Rinka van Ipenburg speelde een Mazurka van Chopin en Prelude van Vangelis.
De tekst van de openingstoespraak van de voorzitter de vereniging "Straße des Friedens, Cornelieke Lagerwaard, volgt hieronder*.
Dinsdag 5 juni om 19.30 uur werd de documentaire 'Das geht nur langsam ...' vertoond. De film gaat over over het ontstaan van de beeldenroutes. De bedoeling is dat er twee komen. een van Nederland tot aan de Middellandse Zee en een van het Nauw van Calais tot aan Noord-Polen. In Polen bij Llubjin lag het vernietigingskamp van de Duitsers Majdanek in de buurt waarvan het spoor van de gedeporteerde kunstenaar Otto Freundlich verloren ging. Hij pleitte voor de oorlog al voor een internationaal vredesteken.
te zien t/m 17 juni, info GroteKerk
©2018 Gerard Monté
*De tekst van de openingstoespraak van Cornelieke Lagerwaard:
Geachte aanwezigen,
het is eigenlijk een wonder, dat ik hier voor u sta en u iets ga vertellen over de
tentoonstelling, die u hier ziet.
Echt een wonder, want onze oude website functioneert nauwelijks en de nieuwe is
nog niet klaar, we zijn net bezig met een nieuwe structuur, we weten dat er eigenlijk
te weinig borden bij de beelden staan en ze zijn niet altijd goed te vinden – en toch –
en toch ontdekte een wandelaarster in Luxemburg niet alleen een prachtige
beeldenroute, ze kwam gelukkig ook langs ons informatiebord en las daar over het
hoe en waarom van die beelden, en werd nieuwsgierig. Toen merkte ze vast dat de
website niet functioneerde maar landde uiteindelijk toch bij mij, hoewel ik in een
museum in Duitsland werk en die mailadres niet op het bord stond.
Gelukkig maar, dat ze genoeg energie had, om een beetje te zoeken.

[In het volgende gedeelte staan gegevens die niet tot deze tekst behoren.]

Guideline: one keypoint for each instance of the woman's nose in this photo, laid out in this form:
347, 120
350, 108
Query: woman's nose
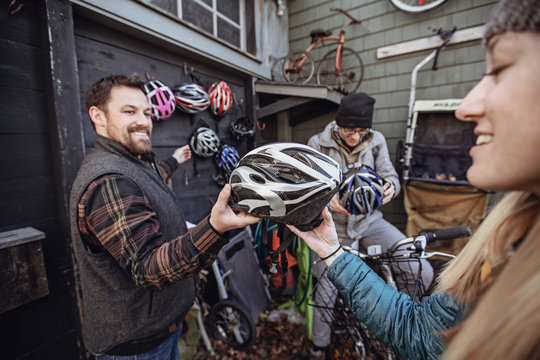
472, 106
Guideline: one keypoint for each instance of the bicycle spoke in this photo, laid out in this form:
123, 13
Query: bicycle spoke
348, 79
296, 73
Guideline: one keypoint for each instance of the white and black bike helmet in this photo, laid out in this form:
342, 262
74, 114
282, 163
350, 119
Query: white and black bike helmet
191, 98
204, 142
362, 193
161, 99
286, 182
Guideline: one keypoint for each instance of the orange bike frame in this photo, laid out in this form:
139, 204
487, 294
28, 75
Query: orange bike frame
297, 64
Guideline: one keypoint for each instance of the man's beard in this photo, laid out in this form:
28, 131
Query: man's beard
137, 146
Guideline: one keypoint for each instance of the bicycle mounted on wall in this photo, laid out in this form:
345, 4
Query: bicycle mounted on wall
417, 6
341, 68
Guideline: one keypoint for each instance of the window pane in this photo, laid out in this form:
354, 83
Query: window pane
167, 5
197, 15
228, 33
230, 9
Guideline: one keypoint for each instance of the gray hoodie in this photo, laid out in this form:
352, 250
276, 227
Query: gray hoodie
374, 153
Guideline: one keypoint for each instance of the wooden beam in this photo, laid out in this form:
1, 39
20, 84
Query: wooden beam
432, 42
280, 106
300, 90
64, 119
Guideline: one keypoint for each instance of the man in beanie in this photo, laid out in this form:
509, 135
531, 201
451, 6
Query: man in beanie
352, 143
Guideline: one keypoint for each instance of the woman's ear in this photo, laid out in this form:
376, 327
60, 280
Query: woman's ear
97, 116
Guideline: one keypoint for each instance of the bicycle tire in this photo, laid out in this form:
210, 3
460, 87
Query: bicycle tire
400, 160
306, 72
226, 318
351, 75
416, 7
277, 70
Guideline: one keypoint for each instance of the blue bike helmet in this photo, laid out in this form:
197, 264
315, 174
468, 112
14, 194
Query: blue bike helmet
362, 193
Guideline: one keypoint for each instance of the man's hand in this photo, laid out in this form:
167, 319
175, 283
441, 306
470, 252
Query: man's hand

Misschien hebben sommige van u de tentoonstelling al een beetje bekeken, iets
gelezen, of met de twee kinetische sculpturen gespeeld, waar je inderdaad aan mag
komen – en misschien heeft u daarbij ontdekt, dat het geen doorlopend verhaal is,
dat er hier verteld wordt, maar dat steeds een nieuw gezichtspunt of thema wordt
aangesproken. Op een andere manier is dit verhaal ook niet te vertellen. Het is een
bundeltje van rode draden, het loopt niet overzichtelijk van A naar B, maar is een
knooppunt van verschillende oorzaken die ook weer verschillende uitwerkingen tot
gevolg hebben. Zo bekeken is het dus uit het leven gegrepen. Het is niet bedacht,
maar gewoon gegroeid.
In deze expositie zijn foto’s te zien van een beeldenroute, die dwars door Europa
loopt en die in zijn geheel als een blijvend monument bedoeld is tegen oorlog en
geweld. Deze route dient ter versterking van het wederzijds begrip tussen de
Europese landen en volken, als het ware door de zeggingskracht van kunst. Die moet
dus een hoge kwaliteit hebben. Dat wordt door de inzet van professionele Jury’s
gewaarborgd, waarin vooral specialisten (kunstenaars, kunsthistorici etc.) zitten. Het
kriterium is dus niet in eerste instantie de maatschappelijke relevantie van een
kunstwerk, want dan loop je juist gevaar, dat kunstenaars zich verliezen in een
oppervlakkig politiek-correct discours.
Er wordt al veertig jaar gewerkt aan dit project, maar het achterliggende idee om
beelden als bakens voor de vrede in te zetten, ontstond in zijn rudimentaire vorm in
de jaren dertig van de vorige eeuw. Dit is eerste rode draad in onze verhaallijn.
Destijds beschreef de Duits-Joodse kunstenaar Otto Freundlich architecturale
“sculpturen voor de mensheid”, zoals hij het uitdrukte, als “bakens van vrede en
kunst”. Een soort ontmoetingscentra voor iedereen, dus niet alleen voor kunstenaars,
voor schrijvers en musici, voor wetenschappers, maar ook voor alle mensen, die met
elkaar in gesprek willen gaan. Hij maakte toen ook een maquette van zo’n gebouw.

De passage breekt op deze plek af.